1.   As we stated in Smith I,The trial court determined that the State had proven beyond a reasonable doubt the existence of six statutory aggravators: (1) Smith committed the felony while he was on probation, see § 921.141(5)(a), Fla. Stat. (2003) (moderate weight); (2) the murder was committed while Smith was engaged in the commission of a sexual battery or kidnapping, see § 921.141(5)(d), Fla. Stat. (2003) (significant weight); (3) the murder was committed for the purpose of avoiding lawful arrest, see § 921.141(5)(e), Fla. Stat. (2003) (great weight); (4) the murder was especially heinous, atrocious or cruel (HAC), see § 921.141(5)(h), Fla. Stat. (2003) (great weight); (5) the murder was cold, calculated, and premeditated (CCP), see § 921.141(5)(i), Fla. Stat. (2003) (great weight); and (6) the victim was under twelve years of age, see § 921.141(5)(l), Fla. Stat. (2003) (great weight).The trial court concluded that Smith had failed to prove the existence of any statutory mitigating circumstances. The trial court found a total of thirteen non-statutory mitigating circumstances: (1) a long and well-documented history of mental illness (moderate weight); (2) a long and well-documented history of drug abuse (moderate weight); (3) longstanding severe pain from back injuries that contributed to his addiction (little weight); (4) Smith repeatedly sought help for his problems (little weight); (5) Smith was repeatedly denied treatment or received inadequate treatment (little weight); (6) positive qualities, including—(a) skills as a mechanic, plumber, and carpenter; (b) performance of kind deeds for others; (c) love and support with his family; (d) despite his incarceration, attempts to exert a positive influence on family members; (e) artistic skills; and (f) he cares about animals (moderate weight); (7) providing information that led to the resolution of this case (very little weight); (8) his family assisted law enforcement with Smith's knowledge and cooperation (slight weight); (9) demonstration of spiritual growth (moderate weight); (10) maintenance of gainful employment (slight weight); (11) he is a loving father to his three daughters (moderate weight); (12) remorse (little weight); and (13) he is amenable to rehabilitation and a productive life in prison (little weight).28 So.3d at 852–53 (footnotes omitted).
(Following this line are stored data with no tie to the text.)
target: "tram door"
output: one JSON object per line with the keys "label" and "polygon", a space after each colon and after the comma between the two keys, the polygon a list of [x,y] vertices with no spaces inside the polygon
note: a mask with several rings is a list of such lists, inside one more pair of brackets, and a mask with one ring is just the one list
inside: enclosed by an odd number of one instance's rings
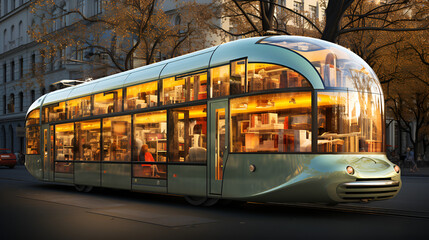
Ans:
{"label": "tram door", "polygon": [[210,194],[222,194],[223,170],[228,157],[228,116],[228,100],[210,103]]}
{"label": "tram door", "polygon": [[53,180],[53,171],[52,171],[52,164],[53,161],[51,161],[51,144],[52,141],[50,139],[51,134],[53,134],[52,129],[49,129],[49,125],[43,125],[42,126],[42,136],[43,136],[43,180],[45,181],[52,181]]}

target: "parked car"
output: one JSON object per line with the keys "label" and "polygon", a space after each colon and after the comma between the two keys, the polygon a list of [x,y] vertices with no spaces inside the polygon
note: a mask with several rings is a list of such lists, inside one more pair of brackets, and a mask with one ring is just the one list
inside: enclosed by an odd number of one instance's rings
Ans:
{"label": "parked car", "polygon": [[0,166],[14,168],[16,165],[15,154],[7,148],[0,148]]}

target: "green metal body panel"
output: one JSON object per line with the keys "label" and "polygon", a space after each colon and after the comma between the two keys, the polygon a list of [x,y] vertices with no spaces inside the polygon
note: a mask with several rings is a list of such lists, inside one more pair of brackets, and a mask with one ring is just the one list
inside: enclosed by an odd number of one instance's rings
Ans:
{"label": "green metal body panel", "polygon": [[207,167],[196,165],[168,166],[168,193],[206,196]]}
{"label": "green metal body panel", "polygon": [[102,163],[101,186],[119,189],[131,189],[130,163]]}
{"label": "green metal body panel", "polygon": [[133,178],[132,183],[133,191],[167,193],[166,179]]}
{"label": "green metal body panel", "polygon": [[55,173],[54,174],[55,182],[60,183],[73,183],[73,174],[72,173]]}
{"label": "green metal body panel", "polygon": [[101,163],[74,163],[74,183],[78,185],[101,186]]}
{"label": "green metal body panel", "polygon": [[[254,172],[249,170],[253,164]],[[346,173],[347,166],[355,169]],[[343,202],[339,184],[357,178],[400,181],[383,154],[230,154],[223,198],[273,202]]]}
{"label": "green metal body panel", "polygon": [[37,180],[43,180],[42,155],[25,155],[25,168]]}

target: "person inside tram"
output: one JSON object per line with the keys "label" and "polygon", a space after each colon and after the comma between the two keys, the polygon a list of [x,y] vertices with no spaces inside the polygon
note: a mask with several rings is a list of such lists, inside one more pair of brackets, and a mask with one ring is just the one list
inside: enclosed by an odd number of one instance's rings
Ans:
{"label": "person inside tram", "polygon": [[[143,144],[139,154],[139,161],[141,162],[155,162],[152,154],[149,152],[149,146],[147,144]],[[147,164],[145,167],[151,167],[152,176],[159,177],[160,171],[158,170],[158,166],[156,164]]]}

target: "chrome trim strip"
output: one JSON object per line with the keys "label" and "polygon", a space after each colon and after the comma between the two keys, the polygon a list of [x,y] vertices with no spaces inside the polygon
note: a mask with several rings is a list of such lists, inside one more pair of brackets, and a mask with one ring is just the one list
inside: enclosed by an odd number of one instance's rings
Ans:
{"label": "chrome trim strip", "polygon": [[346,187],[390,187],[399,186],[399,181],[384,180],[384,181],[362,181],[343,183],[340,186]]}

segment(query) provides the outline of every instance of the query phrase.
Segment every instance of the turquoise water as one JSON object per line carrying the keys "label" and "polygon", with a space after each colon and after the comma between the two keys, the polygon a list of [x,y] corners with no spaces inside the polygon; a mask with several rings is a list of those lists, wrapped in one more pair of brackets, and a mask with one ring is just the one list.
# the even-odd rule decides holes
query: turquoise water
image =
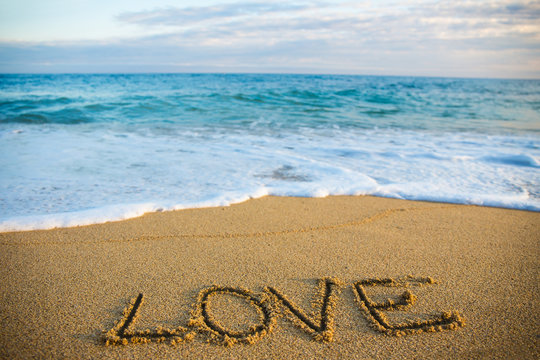
{"label": "turquoise water", "polygon": [[533,132],[539,81],[309,75],[4,75],[2,123]]}
{"label": "turquoise water", "polygon": [[266,194],[540,210],[540,81],[0,75],[0,229]]}

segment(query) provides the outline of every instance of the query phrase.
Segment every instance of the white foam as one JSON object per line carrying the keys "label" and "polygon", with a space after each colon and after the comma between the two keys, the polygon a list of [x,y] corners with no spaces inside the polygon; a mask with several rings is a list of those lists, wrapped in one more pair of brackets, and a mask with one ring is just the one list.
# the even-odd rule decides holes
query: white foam
{"label": "white foam", "polygon": [[251,195],[242,193],[228,194],[197,203],[176,204],[174,206],[161,206],[155,203],[119,204],[75,212],[20,216],[1,221],[0,232],[44,230],[100,224],[132,219],[151,212],[228,206],[266,195],[269,195],[267,189],[261,188]]}
{"label": "white foam", "polygon": [[92,124],[14,129],[0,131],[0,231],[265,195],[371,194],[540,211],[540,146],[531,136],[361,129],[262,135]]}
{"label": "white foam", "polygon": [[96,209],[47,215],[13,217],[0,222],[0,231],[22,231],[83,226],[139,217],[160,211],[156,204],[111,205]]}

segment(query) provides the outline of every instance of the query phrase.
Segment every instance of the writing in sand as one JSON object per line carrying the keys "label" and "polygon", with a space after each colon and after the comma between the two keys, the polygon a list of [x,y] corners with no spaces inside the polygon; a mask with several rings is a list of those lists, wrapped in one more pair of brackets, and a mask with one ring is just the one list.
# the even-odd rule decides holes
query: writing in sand
{"label": "writing in sand", "polygon": [[[436,281],[430,277],[409,275],[398,279],[365,279],[352,283],[350,288],[359,309],[371,327],[381,333],[401,336],[462,327],[465,322],[457,311],[442,312],[429,319],[412,319],[403,323],[391,323],[384,315],[387,311],[405,311],[416,302],[417,297],[409,290],[411,286],[435,283]],[[179,326],[175,329],[157,327],[152,330],[134,330],[133,325],[143,304],[143,294],[139,294],[124,309],[120,321],[104,335],[104,342],[106,345],[127,345],[168,341],[171,345],[177,345],[192,340],[198,333],[225,346],[235,343],[252,344],[272,332],[279,315],[285,315],[295,325],[310,334],[315,341],[331,342],[334,336],[334,309],[344,285],[336,278],[320,279],[316,289],[315,304],[313,304],[316,313],[312,315],[306,314],[284,293],[274,287],[267,286],[262,293],[255,294],[244,288],[214,285],[199,292],[187,326]],[[366,288],[375,286],[406,289],[395,299],[388,298],[382,302],[375,302],[366,291]],[[224,326],[212,313],[212,301],[220,296],[233,296],[245,300],[258,313],[258,322],[241,330]]]}

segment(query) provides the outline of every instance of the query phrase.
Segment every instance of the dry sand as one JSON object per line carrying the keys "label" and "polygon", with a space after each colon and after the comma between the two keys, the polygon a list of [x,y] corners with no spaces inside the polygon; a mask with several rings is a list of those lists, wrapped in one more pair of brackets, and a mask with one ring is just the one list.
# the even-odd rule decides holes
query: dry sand
{"label": "dry sand", "polygon": [[[539,240],[540,213],[373,197],[266,197],[101,225],[2,233],[0,357],[538,359]],[[424,278],[423,286],[362,286],[373,302],[399,302],[407,289],[417,297],[406,309],[376,310],[389,326],[452,310],[465,326],[454,322],[446,326],[453,330],[403,336],[370,327],[373,317],[355,302],[360,297],[353,283],[405,283],[409,274]],[[324,305],[326,331],[324,301],[314,301],[324,300],[328,288],[317,284],[325,277],[342,284],[339,294],[330,284],[334,306]],[[209,290],[212,285],[229,290]],[[311,316],[315,328],[265,287]],[[205,292],[209,302],[194,308]],[[153,341],[106,346],[104,334],[122,327],[122,311],[139,293],[144,303],[131,328],[150,329]],[[252,337],[252,344],[225,346],[231,340],[212,340],[203,310],[212,326],[229,334],[261,324],[256,334],[270,322],[273,329]],[[158,343],[157,326],[182,326],[187,333]],[[190,333],[191,341],[170,344]],[[113,335],[111,342],[118,340]]]}

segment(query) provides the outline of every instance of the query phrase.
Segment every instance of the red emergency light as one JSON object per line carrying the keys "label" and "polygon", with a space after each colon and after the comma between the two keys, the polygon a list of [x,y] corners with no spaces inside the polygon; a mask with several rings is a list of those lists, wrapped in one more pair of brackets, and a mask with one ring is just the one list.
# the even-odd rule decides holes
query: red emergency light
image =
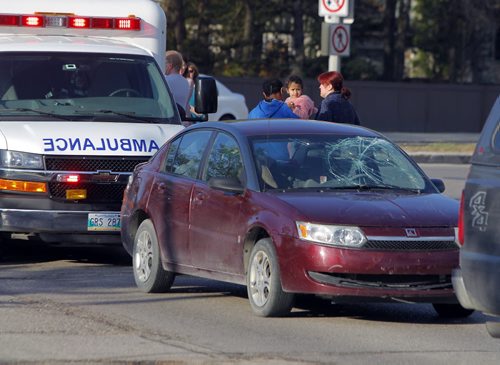
{"label": "red emergency light", "polygon": [[78,183],[80,182],[80,175],[59,174],[57,175],[57,181],[65,183]]}
{"label": "red emergency light", "polygon": [[40,15],[22,15],[21,26],[23,27],[43,27],[43,16]]}
{"label": "red emergency light", "polygon": [[90,18],[71,16],[68,18],[68,28],[90,28]]}
{"label": "red emergency light", "polygon": [[17,15],[0,14],[0,26],[8,27],[47,27],[72,29],[114,29],[141,30],[141,18],[101,18],[75,15]]}
{"label": "red emergency light", "polygon": [[0,26],[6,25],[10,27],[19,26],[19,16],[17,15],[0,15]]}

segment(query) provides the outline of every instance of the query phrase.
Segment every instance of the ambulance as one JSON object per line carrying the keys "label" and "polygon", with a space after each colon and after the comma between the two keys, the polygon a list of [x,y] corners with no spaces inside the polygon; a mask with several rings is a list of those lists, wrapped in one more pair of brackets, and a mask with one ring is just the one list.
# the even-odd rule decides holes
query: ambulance
{"label": "ambulance", "polygon": [[[184,128],[165,50],[157,1],[2,2],[0,242],[120,242],[128,177]],[[204,81],[196,108],[213,113]]]}

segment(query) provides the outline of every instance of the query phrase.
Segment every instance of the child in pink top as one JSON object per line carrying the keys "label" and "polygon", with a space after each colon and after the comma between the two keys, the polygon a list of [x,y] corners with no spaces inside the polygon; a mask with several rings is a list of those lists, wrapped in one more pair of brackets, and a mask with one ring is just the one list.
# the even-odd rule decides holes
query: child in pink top
{"label": "child in pink top", "polygon": [[314,106],[314,101],[304,95],[304,85],[302,79],[298,76],[290,76],[288,79],[286,90],[290,95],[285,103],[297,114],[301,119],[314,119],[314,115],[318,109]]}

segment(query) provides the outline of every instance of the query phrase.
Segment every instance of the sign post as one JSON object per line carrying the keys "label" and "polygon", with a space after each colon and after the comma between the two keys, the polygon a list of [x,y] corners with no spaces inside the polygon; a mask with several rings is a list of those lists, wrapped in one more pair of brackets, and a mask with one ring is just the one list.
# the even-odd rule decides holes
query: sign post
{"label": "sign post", "polygon": [[329,55],[328,70],[340,71],[340,57],[350,55],[349,24],[354,22],[354,0],[318,0],[318,14],[324,17],[323,28],[329,27],[328,33],[322,31],[322,37],[328,37],[328,40],[321,41],[322,54],[328,52]]}

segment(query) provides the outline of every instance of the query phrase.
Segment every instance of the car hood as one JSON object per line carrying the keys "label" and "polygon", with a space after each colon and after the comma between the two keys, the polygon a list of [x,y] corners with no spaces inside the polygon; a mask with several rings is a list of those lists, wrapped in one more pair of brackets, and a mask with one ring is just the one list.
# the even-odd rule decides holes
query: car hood
{"label": "car hood", "polygon": [[356,226],[456,226],[457,201],[441,194],[392,192],[278,193],[302,219]]}

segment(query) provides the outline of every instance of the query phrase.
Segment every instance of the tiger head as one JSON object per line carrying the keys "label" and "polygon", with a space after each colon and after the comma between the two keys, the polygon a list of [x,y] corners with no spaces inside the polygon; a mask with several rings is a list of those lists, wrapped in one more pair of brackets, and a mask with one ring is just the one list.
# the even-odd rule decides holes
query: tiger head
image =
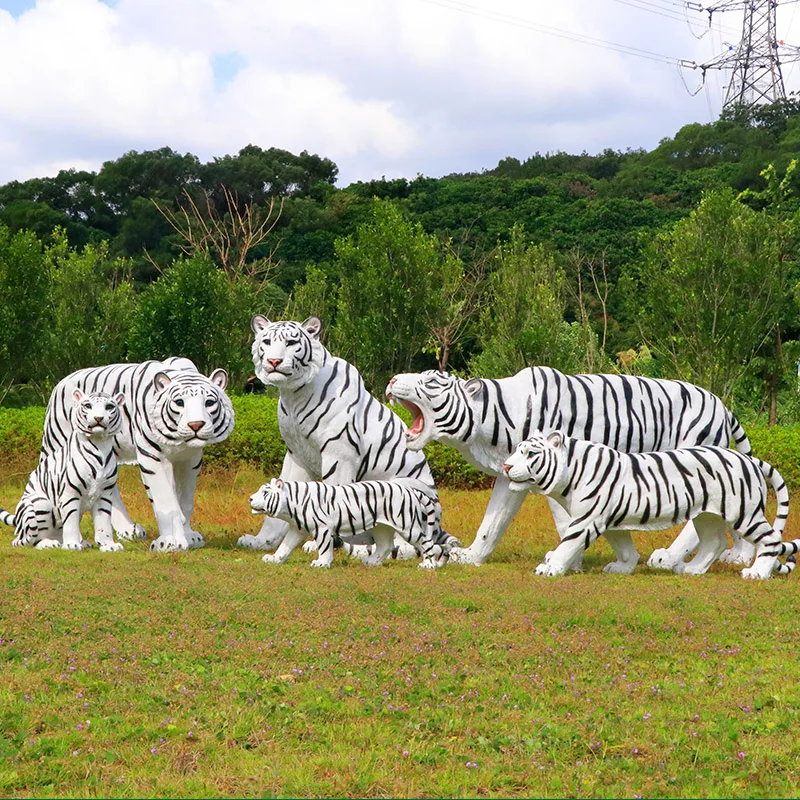
{"label": "tiger head", "polygon": [[41,492],[22,496],[14,511],[14,547],[33,547],[55,535],[53,504]]}
{"label": "tiger head", "polygon": [[421,450],[430,441],[467,442],[474,431],[472,401],[482,390],[480,380],[465,381],[431,369],[395,375],[386,395],[411,412],[406,444],[409,450]]}
{"label": "tiger head", "polygon": [[319,342],[322,323],[317,317],[270,322],[256,314],[250,327],[255,334],[253,366],[263,384],[296,389],[316,377],[325,351]]}
{"label": "tiger head", "polygon": [[125,395],[112,397],[105,392],[72,393],[72,428],[87,436],[116,436],[122,429]]}
{"label": "tiger head", "polygon": [[156,373],[147,414],[159,443],[203,447],[227,439],[234,423],[227,385],[224,369],[209,377],[190,371]]}
{"label": "tiger head", "polygon": [[288,512],[288,498],[280,478],[273,478],[250,495],[250,509],[253,514],[266,514],[277,517]]}
{"label": "tiger head", "polygon": [[566,437],[561,431],[535,431],[520,442],[503,464],[510,488],[518,492],[550,494],[566,483]]}

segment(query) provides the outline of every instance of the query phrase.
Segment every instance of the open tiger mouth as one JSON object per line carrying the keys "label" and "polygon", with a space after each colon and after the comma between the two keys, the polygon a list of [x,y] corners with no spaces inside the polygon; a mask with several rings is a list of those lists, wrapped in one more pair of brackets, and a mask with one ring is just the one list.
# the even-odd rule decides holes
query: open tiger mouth
{"label": "open tiger mouth", "polygon": [[425,427],[425,417],[416,403],[412,403],[410,400],[403,400],[399,397],[395,399],[406,411],[411,413],[411,427],[406,431],[405,436],[406,439],[415,439],[422,433],[422,429]]}

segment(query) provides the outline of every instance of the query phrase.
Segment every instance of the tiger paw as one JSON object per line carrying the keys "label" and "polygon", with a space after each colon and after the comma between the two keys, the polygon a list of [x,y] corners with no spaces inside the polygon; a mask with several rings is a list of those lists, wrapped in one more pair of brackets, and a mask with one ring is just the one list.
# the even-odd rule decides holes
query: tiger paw
{"label": "tiger paw", "polygon": [[[20,542],[22,544],[22,542]],[[58,539],[40,539],[34,547],[37,550],[52,550],[56,547],[61,547],[61,542]]]}
{"label": "tiger paw", "polygon": [[130,528],[120,528],[116,534],[118,539],[125,539],[127,542],[136,542],[147,538],[147,531],[137,522],[134,522]]}
{"label": "tiger paw", "polygon": [[174,539],[165,539],[159,536],[154,542],[150,542],[150,552],[152,553],[174,553],[178,550],[188,550],[186,542],[176,542]]}
{"label": "tiger paw", "polygon": [[322,558],[315,558],[311,562],[311,566],[312,567],[322,567],[323,569],[330,569],[331,568],[331,562],[327,561],[325,559],[322,559]]}
{"label": "tiger paw", "polygon": [[200,547],[206,546],[206,540],[197,531],[187,531],[186,541],[190,550],[197,550]]}
{"label": "tiger paw", "polygon": [[454,547],[450,551],[450,560],[454,564],[472,564],[474,567],[479,567],[483,564],[483,561],[479,560],[468,547]]}
{"label": "tiger paw", "polygon": [[747,567],[752,563],[754,554],[755,549],[752,546],[750,548],[731,547],[729,550],[723,551],[718,560],[723,564]]}
{"label": "tiger paw", "polygon": [[539,564],[536,567],[536,574],[543,575],[546,578],[554,578],[558,575],[563,575],[566,572],[566,567],[563,564],[557,564],[554,561]]}
{"label": "tiger paw", "polygon": [[603,567],[603,572],[612,573],[615,575],[632,575],[633,570],[636,569],[637,561],[612,561]]}
{"label": "tiger paw", "polygon": [[317,543],[313,539],[309,539],[307,542],[303,542],[303,552],[304,553],[316,553],[317,552]]}
{"label": "tiger paw", "polygon": [[282,564],[283,562],[276,556],[274,553],[267,553],[264,556],[261,556],[261,560],[265,564]]}
{"label": "tiger paw", "polygon": [[259,539],[258,536],[251,536],[249,533],[240,536],[236,540],[236,546],[242,547],[245,550],[269,550],[268,545],[263,539]]}
{"label": "tiger paw", "polygon": [[62,550],[88,550],[91,547],[91,543],[87,542],[86,539],[81,539],[79,542],[64,542],[61,545]]}
{"label": "tiger paw", "polygon": [[101,553],[120,553],[125,548],[119,542],[104,542],[98,549]]}
{"label": "tiger paw", "polygon": [[650,569],[669,569],[673,572],[676,572],[676,568],[682,563],[682,559],[677,559],[665,547],[653,550],[650,558],[647,559],[647,566],[650,567]]}
{"label": "tiger paw", "polygon": [[774,556],[761,556],[755,560],[752,567],[742,570],[742,577],[750,580],[765,581],[772,577],[772,573],[778,564],[778,559]]}

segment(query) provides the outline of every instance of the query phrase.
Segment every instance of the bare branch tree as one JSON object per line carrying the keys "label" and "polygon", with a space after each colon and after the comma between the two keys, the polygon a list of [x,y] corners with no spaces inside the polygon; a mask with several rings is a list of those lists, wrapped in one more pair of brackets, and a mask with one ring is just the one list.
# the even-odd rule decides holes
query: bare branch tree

2.   Ring v. Arizona, 536 U.S. 584, 122 S.Ct. 2428, 153 L.Ed.2d 556 (2002).

3.   E.g., Mosley, 209 So.3d 1248 (granting Hurst relief for nonunanimous jury recommendation, post-Ring defendant); Peterson v. State, 221 So.3d 571 (Fla. 2017) (same); Bevel v. State, 221 So.3d 1168 (Fla. 2017) (same); Snelgrove v. State, 217 So.3d 992 (Fla. 2017) (same); Newberry v. State, 214 So.3d 562 (Fla. 2017) (same); Orme v. State, 214 So.3d 1269 (Fla. 2017) (same); Baker v. State, 214 So.3d 530 (Fla. 2017) (same); Deviney v. State, 213 So.3d 794 (Fla. 2017) (same); Jackson v. State, 213 So.3d 754 (Fla. 2017) (same); Smith v. State, 213 So.3d 722 (Fla. 2017) (same); Hodges v. State, 213 So.3d 863 (Fla. 2017) (same); Anderson v. State, 220 So.3d 1133 (Fla. 2017) (same); Ault v. State, 213 So.3d 670 (Fla. 2017) (same); Dubose v. State, 210 So.3d 641 (Fla. 2017) (same); Hojan v. State, 212 So.3d 982 (Fla. 2017) (same); Durousseau v. State, 218 So.3d 405 (Fla. 2017) (same); Calloway v. State, 210 So.3d 1160 (Fla. 2017) (same); McGirth v. State, 209 So.3d 1146 (Fla. 2017) (same); Williams v. State, 209 So.3d 543 (Fla.) (same), cert. denied, ––– U.S. ––––, 137 S.Ct. 2302, 198 L.Ed.2d 734 (2017); Armstrong v. State, 211 So.3d 864 (Fla. 2017) (same); Kopsho v. State, 209 So.3d 568 (Fla. 2017) (same).


LABARGA, C.J., and PARIENTE, LEWIS, and QUINCE, JJ., concur. CANADY and POLSTON, JJ., dissent. LAWSON, J., dissents with an opinion.